Pena di morte se la
Chiesa non dice no
Mercoledì 11 febbraio, Benedetto XVI ha riaffermato l'intangibilità della vita
umana "dal momento del suo inizio fino al suo naturale compimento". È la frase
più frequentemente utilizzata dalla cultura cattolica, per argomentare il
rifiuto di scelte come la sospensione di nutrizione e idratazione artificiali.
Ed è stata così tante volte ribadita, da assumere la forza di un dogma
irrinunciabile della concezione antropologica della Chiesa cattolica. Ma
siamo proprio sicuri che quella frase abbia effettivamente l'assolutezza di una
verità irrinunciabile e inderogabile?
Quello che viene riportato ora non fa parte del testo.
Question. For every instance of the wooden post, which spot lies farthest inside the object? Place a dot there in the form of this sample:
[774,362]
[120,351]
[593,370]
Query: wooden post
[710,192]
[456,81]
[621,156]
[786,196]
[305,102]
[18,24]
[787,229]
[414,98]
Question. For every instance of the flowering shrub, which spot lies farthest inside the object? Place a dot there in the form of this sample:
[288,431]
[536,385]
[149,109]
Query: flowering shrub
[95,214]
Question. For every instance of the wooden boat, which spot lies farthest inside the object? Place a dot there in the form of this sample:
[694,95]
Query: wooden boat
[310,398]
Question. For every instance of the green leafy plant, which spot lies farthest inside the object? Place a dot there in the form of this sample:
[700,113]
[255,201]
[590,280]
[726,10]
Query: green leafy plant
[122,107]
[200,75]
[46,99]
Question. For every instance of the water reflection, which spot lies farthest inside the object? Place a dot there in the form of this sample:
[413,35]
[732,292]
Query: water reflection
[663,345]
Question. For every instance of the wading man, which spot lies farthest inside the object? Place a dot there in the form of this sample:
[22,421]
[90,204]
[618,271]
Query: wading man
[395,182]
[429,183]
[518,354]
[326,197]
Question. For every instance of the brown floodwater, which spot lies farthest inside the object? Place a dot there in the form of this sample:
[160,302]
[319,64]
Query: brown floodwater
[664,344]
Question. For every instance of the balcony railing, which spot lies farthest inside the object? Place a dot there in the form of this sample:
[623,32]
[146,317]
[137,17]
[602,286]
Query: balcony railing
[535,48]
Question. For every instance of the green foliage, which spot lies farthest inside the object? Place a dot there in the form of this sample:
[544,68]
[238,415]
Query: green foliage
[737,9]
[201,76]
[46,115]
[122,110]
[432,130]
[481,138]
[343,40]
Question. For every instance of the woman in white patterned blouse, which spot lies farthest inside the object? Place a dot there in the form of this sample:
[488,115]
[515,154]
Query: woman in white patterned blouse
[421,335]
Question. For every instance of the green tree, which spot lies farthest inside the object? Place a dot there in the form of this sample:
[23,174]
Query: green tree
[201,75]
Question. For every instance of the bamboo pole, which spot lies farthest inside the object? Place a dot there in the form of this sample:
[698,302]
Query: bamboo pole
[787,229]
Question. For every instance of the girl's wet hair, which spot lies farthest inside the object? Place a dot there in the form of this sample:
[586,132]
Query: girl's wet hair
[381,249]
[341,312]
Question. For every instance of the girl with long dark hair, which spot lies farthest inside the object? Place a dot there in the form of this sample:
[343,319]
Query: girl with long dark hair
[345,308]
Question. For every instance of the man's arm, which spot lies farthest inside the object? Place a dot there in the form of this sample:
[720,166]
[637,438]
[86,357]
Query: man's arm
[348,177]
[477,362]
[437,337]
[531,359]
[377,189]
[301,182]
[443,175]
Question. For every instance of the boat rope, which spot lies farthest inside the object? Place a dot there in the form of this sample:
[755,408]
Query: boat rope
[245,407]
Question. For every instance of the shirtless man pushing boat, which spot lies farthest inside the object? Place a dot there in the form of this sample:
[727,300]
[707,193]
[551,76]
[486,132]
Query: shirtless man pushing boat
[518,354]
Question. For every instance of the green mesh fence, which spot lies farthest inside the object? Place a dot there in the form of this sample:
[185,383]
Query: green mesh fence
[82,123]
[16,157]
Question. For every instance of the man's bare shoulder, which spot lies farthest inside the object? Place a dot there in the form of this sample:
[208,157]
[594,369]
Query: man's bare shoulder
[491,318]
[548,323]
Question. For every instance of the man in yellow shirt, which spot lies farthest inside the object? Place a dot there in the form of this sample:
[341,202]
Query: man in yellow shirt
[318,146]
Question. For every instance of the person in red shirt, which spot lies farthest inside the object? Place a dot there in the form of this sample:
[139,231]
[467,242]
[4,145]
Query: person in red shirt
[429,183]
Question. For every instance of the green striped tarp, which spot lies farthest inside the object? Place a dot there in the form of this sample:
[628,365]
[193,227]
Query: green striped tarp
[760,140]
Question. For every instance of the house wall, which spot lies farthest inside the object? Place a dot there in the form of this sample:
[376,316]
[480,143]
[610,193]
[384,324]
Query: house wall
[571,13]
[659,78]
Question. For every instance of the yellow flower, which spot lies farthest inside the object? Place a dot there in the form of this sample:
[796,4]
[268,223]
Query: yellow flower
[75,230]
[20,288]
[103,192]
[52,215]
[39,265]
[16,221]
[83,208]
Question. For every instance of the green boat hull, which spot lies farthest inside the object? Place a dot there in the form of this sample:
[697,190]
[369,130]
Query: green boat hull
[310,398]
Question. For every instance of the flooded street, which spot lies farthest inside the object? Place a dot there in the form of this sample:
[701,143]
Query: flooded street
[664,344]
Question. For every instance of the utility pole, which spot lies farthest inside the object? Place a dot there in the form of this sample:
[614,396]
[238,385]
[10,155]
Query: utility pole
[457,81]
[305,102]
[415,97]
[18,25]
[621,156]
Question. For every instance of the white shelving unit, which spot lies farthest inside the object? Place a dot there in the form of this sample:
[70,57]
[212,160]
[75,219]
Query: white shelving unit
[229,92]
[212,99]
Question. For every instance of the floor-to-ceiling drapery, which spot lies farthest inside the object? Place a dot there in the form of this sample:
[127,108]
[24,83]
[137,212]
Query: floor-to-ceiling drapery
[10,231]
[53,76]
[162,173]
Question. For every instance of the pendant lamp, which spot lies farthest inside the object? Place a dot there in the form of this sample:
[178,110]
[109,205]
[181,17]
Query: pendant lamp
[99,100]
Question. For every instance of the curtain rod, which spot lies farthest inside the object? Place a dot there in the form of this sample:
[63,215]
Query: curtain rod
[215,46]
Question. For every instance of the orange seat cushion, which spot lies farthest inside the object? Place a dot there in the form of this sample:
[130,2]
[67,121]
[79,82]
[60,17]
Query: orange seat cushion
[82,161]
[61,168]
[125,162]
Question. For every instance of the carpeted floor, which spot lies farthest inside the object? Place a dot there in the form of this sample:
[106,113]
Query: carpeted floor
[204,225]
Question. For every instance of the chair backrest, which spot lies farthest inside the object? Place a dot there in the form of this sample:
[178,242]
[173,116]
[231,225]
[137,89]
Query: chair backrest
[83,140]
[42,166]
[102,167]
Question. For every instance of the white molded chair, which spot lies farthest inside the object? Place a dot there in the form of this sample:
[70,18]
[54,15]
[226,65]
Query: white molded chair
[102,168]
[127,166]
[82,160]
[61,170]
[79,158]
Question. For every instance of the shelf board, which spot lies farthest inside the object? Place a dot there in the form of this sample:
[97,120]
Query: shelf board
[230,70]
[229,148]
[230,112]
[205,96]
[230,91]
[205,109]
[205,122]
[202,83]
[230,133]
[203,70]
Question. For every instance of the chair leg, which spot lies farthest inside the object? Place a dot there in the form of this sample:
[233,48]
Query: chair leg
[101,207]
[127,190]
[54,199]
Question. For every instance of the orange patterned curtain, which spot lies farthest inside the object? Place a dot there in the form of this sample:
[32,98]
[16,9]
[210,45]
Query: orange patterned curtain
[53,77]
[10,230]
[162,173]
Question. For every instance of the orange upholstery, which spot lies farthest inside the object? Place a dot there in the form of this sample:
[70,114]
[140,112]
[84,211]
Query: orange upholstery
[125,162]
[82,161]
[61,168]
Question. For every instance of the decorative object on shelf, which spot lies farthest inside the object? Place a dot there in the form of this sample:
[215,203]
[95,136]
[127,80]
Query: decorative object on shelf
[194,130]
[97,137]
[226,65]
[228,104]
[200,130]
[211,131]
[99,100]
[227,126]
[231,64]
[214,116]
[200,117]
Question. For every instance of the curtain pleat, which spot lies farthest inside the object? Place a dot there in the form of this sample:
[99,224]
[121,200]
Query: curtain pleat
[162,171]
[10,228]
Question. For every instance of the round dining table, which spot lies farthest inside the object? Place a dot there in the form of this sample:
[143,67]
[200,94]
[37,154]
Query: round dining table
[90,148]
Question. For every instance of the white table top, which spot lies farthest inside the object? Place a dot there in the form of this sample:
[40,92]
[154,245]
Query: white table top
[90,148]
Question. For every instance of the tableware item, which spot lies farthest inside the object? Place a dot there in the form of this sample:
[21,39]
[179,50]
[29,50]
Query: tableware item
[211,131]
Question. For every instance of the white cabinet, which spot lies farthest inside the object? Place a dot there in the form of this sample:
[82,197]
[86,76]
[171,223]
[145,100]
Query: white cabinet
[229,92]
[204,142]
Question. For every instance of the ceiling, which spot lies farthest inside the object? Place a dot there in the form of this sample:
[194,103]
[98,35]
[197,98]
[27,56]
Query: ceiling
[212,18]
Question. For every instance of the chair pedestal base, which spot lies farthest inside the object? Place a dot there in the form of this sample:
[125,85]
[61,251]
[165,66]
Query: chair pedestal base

Per giunta, nei giorni scorsi alcuni
cattolici hanno irriso i sostenitori della scelta di Bepino Englaro in questi
termini: ma come? siete contro la pena di morte, come lo siamo noi, e poi volete
infliggerla alla povera Eluana… L'argomento è già di per sé traballante, ma se
preso seriamente può riservare sorprese. La Chiesa cattolica è contro la pena
di morte? Vediamo. Nel "Catechismo della Chiesa cattolica" in vigore
fino al 1999 si poteva leggere: "Articolo 2266. Difendere il bene comune della
società esige che si ponga l'aggressore in stato di non nuocere. A questo
titolo, l'insegnamento tradizionale della Chiesa ha riconosciuto fondato il
diritto e il dovere della legittima autorità pubblica di infliggere pene
proporzionate alla gravità del delitto, senza escludere, in casi di estrema
gravità, la pena di morte". Questo ancora nel 1999. Nella successiva
edizione del Catechismo, quella attualmente in vigore, la stessa formula risulta
attenuata. Attenzione: non abrogata, bensì solo edulcorata. Eccola:
"2267. L'insegnamento tradizionale della Chiesa (…) non esclude, il ricorso alla
pena di morte, quando questa fosse l'unica via praticabile per difendere
efficacemente dall'aggressore ingiusto la vita di esseri umani". Qui emerge
un'ambiguità: sembrerebbe che si debba difendere un inerme da un aggressore
mentre l'aggressione è in corso. Ma questa è né più né meno che legittima
difesa: contraddittoria rispetto all'uso della formula "pena di morte", che
richiama inevitabilmente una sentenza comminata da un tribunale. Dunque,
si tratta di una vera a propria deroga - ben inteso: in situazioni eccezionali -
al principio assoluto. Ma ciò rende meno assoluto quel principio. È
inconfutabile che, se si accetta quella possibilità di deroga, l'eccezione può
valere anche in altre, e diversissime circostanze (e non siamo stati noi a
proporre la comparazione): in presenza, ad esempio, di un caso di stato
vegetativo persistente e di un trattamento di nutrizione e idratazione forzate,
che prolungano artificialmente una vita ormai esaurita.